Colette Avital

Colette Avital est membre de la Knesset (parti Avoda) et Présidente du Comité de l'Immigration et de la Diaspora. Interview du 31 mai 2005.

 

Colette Avital, comment voyez-vous évoluer la situation au Proche-Orient ? Que peut faire Israël face au terrorisme palestinien ?

«S'ils ont décidé de choisir la voie de la violence, de leur point de vue, c'est un choix stratégique et donc il faut se méfier et la seule conclusion, c'est qu'Israël doit être fort et ne pas prendre des risques qu'il ne peut pas soutenir. Nous souhaitons la paix mais nous avons été tellement déçus que nous ne voulons pas créer des illusions qui n'existent pas

 

Colette Avital

 

La paix est donc impossible tant que durera le terrorisme ?
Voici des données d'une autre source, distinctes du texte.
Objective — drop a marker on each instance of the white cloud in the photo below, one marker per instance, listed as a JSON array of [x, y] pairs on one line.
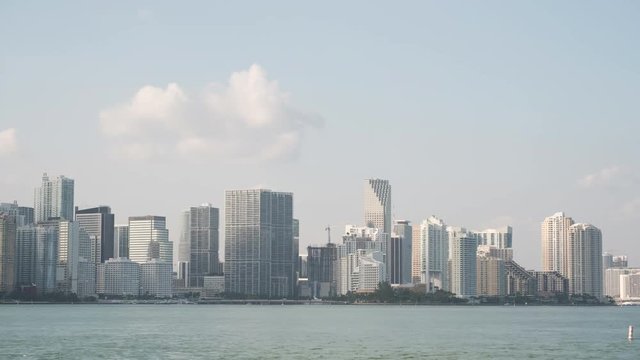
[[249, 118], [603, 177], [8, 141]]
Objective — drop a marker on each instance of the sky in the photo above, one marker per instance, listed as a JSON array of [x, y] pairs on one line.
[[484, 114]]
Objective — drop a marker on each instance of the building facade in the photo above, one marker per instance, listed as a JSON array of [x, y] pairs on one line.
[[320, 270], [118, 277], [199, 243], [149, 239], [155, 279], [584, 261], [463, 264], [8, 234], [98, 222], [54, 199], [404, 230], [121, 241], [434, 240], [377, 204], [491, 276], [554, 236], [259, 244]]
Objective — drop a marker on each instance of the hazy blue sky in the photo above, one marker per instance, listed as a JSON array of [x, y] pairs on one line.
[[482, 113]]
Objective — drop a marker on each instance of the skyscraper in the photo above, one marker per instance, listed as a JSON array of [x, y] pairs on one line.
[[121, 241], [68, 256], [54, 199], [199, 243], [22, 214], [555, 232], [46, 257], [98, 223], [434, 241], [404, 230], [499, 238], [463, 277], [584, 261], [259, 243], [149, 239], [377, 204], [320, 268], [416, 255], [7, 252], [26, 259]]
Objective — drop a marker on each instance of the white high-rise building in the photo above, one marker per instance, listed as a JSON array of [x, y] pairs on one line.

«Ce qu'il faut faire, c'est travailler avec ceux [des Palestiniens] qui sont sincères et faire tache d'huile, c'est-à-dire créer un processus qui élimine les possibilités de la destruction d'Israël. Parce que si nous ne travaillons pas avec ces gens, c'est le Hamas qui va s'imposer. Est-ce que nous croyons que la paix est possible ? Oui. Est-ce que nous croyons qu'il y a des partenaires de l'autre côté ? Oui. Est-ce que nous croyons qu'elle va arriver demain ? Non. Parce que c'est un processus qui sera beaucoup plus long et beaucoup plus compliqué. Mais cela ne veut pas dire qu'il ne faut pas créer la dynamique et la dynamique est, en elle-même, importante et apporte le changement.»

 

Que pensez-vous du Plan de Désengagement ?

«Sharon n'est pas quelqu'un que j'ai élu, mais je dois dire que sur ce point, je le respecte. Je trouve qu'il agit avec beaucoup de courage, avec beaucoup de détermination.

Le désengagement aura lieu, mais la question est: que va-t-il se produire pendant le désengagement et après le désengagement ?»

 

Et que pensez-vous de la barrière de sécurité ?

«Cette barrière est provisoire, en attendant que les Palestiniens veuillent bien revenir à la table de négociation. Ce n'est pas une frontière permanente.»

 

A votre avis, quelle doit être l'attitude d'Israël envers Abou Mazen ?

«Le fait de renforcer ou non Abou Mazen est aussi entre nos mains. Et si nous ne le faisons pas maintenant, nous risquons fort que le Hamas gagne les élections et là, le processus de paix est fini. Donc, renforcer Abou Mazen est dans l'intérêt d'Israël est non pas dans l'intérêt des Palestiniens seulement.»

 

Et si c'est le Hamas qui gagne les élections, que va faire Israël ?

«Il n'est pas possible de négocier avec le Hamas. Vous ne pouvez négocier avec le diable que s'il reconnaît que vous avez le droit d'exister.»

 

Les Israéliens sont-ils aujourd'hui favorables à la création d'un Etat palestinien indépendant ?

«Il y a cinq ans, 10 % de la population israélienne soutenait l'idée d'un Etat palestinien; aujourd'hui, c'est 70 %. C'est un changement très important.»

 

Vous êtes membre du parti travailliste; pouvez-vous nous dire ce qui a poussé les Israéliens à voter aussi massivement à droite aux dernières élections ?

«Dès qu'il y a un attentat, tout le monde bouge à droite. Si les Palestiniens veulent que la droite continue à être au pouvoir en Israël, tout ce qu'ils ont à faire, c'est un attentat un jour avant les élections... et ils le savent.»